Eppure, già sotto Nečas, qualcosa si era mosso. Risale per esempio al periodo del suo governo, la nomina a capo della Procura di Praga di Lenka Bradáčová, un magistrato tutto d’un pezzo, subito ribattezzata “il commissario Cattani in gonnella”. La Bradáčová in realtà è sempre stata una che non accetta compromessi e che non guarda in faccia a nessuno, come dimostrò proprio nel 2012 quando dispose l’arresto di David Rath, governatore della Boemia centrale, ex ministro della Sanità e deputato Socialdemocratico (Čssd), il classico intoccabile, colto in flagrante, con una bustarella di 7,5 milioni di corone, circa 300 mila euro, appena intascata per una truffa alla Unione Europea. La Bradáčová – “lady testosterone”, come la chiamano i suoi detrattori – in questi anni sembra avere dato l’iniezione di energia giusta, o quantomeno aver ingranato la marcia per continuare la scalata contro la corruzione.

Un altro personaggio simbolo a Praga della lotta contro il malaffare può essere considerato Ondřej Závodský, giurista, dal 2014 viceministro delle Finanze, responsabile per la gestione del patrimonio statale. La sua è una storia del tutto particolare. Non vedente dalla nascita, Závodský nel 2011 ha ricevuto un premio dalla fondazione Nadační fond proti korupci per il suo impegno contro la corruzione. Da semplice impiegato presso il ministero dell’Interno, aveva deciso infatti di denunciare una serie di vizi, chiari segnali di corruttela, nella concessione degli appalti da parte della amministrazione pubblica. Una battaglia portata avanti con molte difficoltà e tentativi di mobbing. Per il suo lavoro ricevette telefonate di minacce, lettere anonime. Ma non si arrese e, dopo essere stato degradato, la sua storia è andata a finire sui giornali, finendo con l’attirare l’attenzione della fondazione del giovane tycoon Karel Janeček, altro protagonista della lotta al malaffare. Il suo Nadační fond proti korupci in questi anni ha sostenuto varie campagne di moralizzazione ma anche attività di inchiesta raccogliendo prove e documenti su gare pubbliche truccate. Ancora molto rimane comunque da fare, come per esempio un registro per le attività di lobbying che farebbe emergere molto del grigio sottostante a questo settore, come ha sottolineato la stessa Transparency. Sono d’altronde le stesse aziende ceche che spesso cercano più trasparenza. Secondo un sondaggio realizzato da Deloitte fra un centinaio di società, le imprese cominciano a essere molto più attente alla normativa anti corruzione: se due anni fa solo un quinto di esse intendeva introdurre un codice etico, tale quota nel 2015 è passata a quasi il 75%. Risultato legato anche al fatto che ormai da quattro anni è in vigore la responsabilità penale delle persone giuridiche.

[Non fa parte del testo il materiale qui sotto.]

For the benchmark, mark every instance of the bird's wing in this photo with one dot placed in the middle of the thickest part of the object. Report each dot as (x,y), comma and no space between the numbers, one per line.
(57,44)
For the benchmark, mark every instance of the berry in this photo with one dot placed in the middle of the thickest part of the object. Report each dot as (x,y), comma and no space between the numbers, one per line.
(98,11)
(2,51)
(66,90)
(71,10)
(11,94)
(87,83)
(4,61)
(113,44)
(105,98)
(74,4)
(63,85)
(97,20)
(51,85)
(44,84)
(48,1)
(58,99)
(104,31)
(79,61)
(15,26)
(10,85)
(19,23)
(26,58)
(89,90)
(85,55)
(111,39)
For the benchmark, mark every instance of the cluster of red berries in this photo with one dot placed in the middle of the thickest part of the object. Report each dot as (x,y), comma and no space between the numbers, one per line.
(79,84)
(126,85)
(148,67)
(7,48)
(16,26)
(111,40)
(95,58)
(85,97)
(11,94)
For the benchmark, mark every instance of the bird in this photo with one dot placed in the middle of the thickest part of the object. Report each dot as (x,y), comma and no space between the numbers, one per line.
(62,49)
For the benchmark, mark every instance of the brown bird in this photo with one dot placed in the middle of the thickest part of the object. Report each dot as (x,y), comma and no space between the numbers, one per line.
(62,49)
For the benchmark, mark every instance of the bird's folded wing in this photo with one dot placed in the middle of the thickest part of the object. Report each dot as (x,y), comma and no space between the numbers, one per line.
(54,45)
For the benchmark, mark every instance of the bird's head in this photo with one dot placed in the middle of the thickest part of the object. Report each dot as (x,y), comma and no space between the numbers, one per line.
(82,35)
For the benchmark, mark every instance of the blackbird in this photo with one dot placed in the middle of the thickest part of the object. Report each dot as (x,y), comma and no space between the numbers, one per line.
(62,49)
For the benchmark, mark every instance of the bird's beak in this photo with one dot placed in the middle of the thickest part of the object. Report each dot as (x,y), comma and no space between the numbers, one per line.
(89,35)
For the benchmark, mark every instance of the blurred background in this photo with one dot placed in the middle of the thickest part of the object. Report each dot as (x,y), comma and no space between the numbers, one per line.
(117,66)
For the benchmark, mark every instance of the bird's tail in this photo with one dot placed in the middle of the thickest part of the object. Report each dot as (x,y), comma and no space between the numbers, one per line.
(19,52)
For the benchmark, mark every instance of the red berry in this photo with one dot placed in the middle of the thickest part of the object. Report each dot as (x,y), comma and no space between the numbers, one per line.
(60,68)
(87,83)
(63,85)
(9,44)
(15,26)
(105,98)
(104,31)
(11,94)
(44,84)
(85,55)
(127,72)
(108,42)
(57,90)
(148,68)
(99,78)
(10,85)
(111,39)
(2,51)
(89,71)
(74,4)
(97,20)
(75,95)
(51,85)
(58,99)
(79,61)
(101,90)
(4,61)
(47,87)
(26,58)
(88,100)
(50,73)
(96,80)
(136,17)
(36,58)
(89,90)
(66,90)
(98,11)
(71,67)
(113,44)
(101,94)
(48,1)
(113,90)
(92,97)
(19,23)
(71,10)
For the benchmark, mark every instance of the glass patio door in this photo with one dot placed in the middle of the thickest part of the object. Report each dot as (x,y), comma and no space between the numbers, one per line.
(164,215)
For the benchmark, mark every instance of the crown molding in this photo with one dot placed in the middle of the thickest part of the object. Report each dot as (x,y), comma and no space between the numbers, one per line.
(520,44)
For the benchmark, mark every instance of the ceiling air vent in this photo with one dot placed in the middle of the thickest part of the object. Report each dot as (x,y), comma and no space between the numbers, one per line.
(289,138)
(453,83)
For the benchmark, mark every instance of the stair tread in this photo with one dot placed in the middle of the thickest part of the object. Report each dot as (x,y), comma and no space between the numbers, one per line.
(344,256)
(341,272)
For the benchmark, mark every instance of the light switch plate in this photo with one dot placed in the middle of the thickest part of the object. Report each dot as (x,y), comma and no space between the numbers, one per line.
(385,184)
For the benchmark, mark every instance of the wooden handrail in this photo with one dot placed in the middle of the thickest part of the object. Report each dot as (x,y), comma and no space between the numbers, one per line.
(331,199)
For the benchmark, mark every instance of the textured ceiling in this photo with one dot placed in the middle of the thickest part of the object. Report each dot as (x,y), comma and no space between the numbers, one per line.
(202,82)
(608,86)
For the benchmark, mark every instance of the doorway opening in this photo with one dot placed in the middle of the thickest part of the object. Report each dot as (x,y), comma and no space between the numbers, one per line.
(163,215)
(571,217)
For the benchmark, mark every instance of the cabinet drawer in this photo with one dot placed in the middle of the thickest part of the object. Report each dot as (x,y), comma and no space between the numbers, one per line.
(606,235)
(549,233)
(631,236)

Fra le altre novità legislative di cui si attende l’approvazione c’è quella sul conflitto di interessi e sulla trasparenza del finanziamento dei partiti politici, così come una maggiore tutela della figura del whistleblower, vale a dire quell’individuo che denuncia – per il bene pubblico – comportamenti illeciti che avvengono nella organizzazione in cui lavora (sia pubblica che privata).

A rammentarci che in Repubblica Ceca, nonostante i recenti progressi, non è tutto oro ciò che luccica è anche il giudizio espresso quest’anno dal Greco, l’organismo di monitoraggio anti-corruzione del Consiglio d’Europa, secondo il quale le misure adottate dalle autorità ceche per lottare contro la corruzione e assicurare la trasparenza del finanziamento dei partiti sono “globalmente non sufficienti”.